Hamad bin Jalifa al Thani, emir de Qatar, abdica en favor de su hijo Tamin bin Hamad al Thani

AFP

El emir de Qatar, el jeque Hamad bin Jalifa al Thani, ha anunciado su abdicación en favor de su hijo y heredero, el jeque Tamim bin Hamad al Thani, y ha apuntado que, a partir de ahora, ocupará "otra posición para servir a la nación y al pueblo".

"Ha llegado el momento de pasar una página de la historia de nuestra nación. Declaro que entregaré las riendas a mi hijo, el jeque Tamim bin Hamad al Thani", ha manifestado, según ha informado la cadena de televisión qatarí Al Yazira.

"Estoy seguro de que el jeque Tamim está preparado para cumplir con sus responsabilidades y merece toda confianza. Estoy convencido de que vosotros (la población) le apoyaréis tanto como me habéis apoyado a mi", ha agregado.

Asimismo, el emir qatarí ha destacado que "siempre ha trabajado en favor del interés de la nación" y que, por este motivo, "ha llegado el momento de iniciar un nuevo capítulo, en el que una nueva generación dé un paso al frente para asumir responsabilidades con su potencial y pensamiento creativo".

UNA TRANSICIÓN SIN SOBRESALTOS

El emir, de 61 años, convocó el lunes a miembros de su familia y a otras personas partícipes en el proceso de sucesión qatarí aparentemente para zanjar las especulaciones surgidas en las últimas semanas en torno a una hipotética abdicación.
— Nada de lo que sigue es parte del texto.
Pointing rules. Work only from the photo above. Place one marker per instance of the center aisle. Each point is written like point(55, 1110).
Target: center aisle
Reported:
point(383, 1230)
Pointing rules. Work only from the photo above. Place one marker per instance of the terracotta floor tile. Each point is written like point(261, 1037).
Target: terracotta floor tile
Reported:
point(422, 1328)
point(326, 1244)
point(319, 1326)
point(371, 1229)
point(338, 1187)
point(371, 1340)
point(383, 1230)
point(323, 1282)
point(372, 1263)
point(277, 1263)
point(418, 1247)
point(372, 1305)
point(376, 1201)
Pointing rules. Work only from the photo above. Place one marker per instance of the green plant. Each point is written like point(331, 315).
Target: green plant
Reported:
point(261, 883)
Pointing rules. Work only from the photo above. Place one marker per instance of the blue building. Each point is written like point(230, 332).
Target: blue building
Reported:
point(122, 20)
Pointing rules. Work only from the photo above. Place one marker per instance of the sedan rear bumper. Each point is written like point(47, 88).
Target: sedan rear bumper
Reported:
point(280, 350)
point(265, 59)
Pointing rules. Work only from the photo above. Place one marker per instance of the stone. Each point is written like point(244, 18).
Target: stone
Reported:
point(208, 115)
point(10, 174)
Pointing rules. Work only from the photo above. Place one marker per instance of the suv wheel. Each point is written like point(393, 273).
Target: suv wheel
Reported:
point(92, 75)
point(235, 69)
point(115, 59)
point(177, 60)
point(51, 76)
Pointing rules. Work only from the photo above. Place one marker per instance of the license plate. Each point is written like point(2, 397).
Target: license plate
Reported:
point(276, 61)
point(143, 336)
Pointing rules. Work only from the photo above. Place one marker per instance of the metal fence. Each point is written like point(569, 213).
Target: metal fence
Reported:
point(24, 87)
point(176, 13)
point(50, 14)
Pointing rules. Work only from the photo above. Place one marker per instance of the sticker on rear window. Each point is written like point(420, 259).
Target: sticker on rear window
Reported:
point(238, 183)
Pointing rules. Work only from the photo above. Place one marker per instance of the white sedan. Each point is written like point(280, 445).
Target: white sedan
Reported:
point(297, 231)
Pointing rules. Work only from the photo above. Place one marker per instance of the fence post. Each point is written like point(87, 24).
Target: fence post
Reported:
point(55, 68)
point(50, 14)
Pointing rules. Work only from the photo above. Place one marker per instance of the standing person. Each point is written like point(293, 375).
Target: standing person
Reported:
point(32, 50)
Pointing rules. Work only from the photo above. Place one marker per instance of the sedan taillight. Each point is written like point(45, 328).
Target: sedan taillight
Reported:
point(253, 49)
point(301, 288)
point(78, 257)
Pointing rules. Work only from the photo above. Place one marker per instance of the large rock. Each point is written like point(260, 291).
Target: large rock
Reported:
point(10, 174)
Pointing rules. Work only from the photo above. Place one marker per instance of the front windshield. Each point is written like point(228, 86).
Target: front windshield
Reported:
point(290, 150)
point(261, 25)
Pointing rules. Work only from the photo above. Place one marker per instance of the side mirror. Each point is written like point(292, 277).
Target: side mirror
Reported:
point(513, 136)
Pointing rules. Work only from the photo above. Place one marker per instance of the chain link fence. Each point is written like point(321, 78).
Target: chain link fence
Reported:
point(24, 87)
El ascenso al poder del jeque Tamim, de 33 años de edad y cuarto hijo del emir de Qatar, podría suponer la destitución del primer ministro desde 2007 y exministro de Exteriores, Hamad bin Jassim bin Jaber bin Mohamad Al Thani, que goza de gran prestigio internacional y mantiene una sólida influencia en Qatar.

El jeque Tamim asume así el mando del país, donde viven unas dos millones de personas, con la experiencia de haber participado en el gobierno del lado de su padre. Con su llegada al poder no se esperan grandes cambios, según analistas consultados por la agencia Reuters, que atribuyen la sucesión a un intento del actual emir por asegurarse, en vida, una transición sin sobresaltos.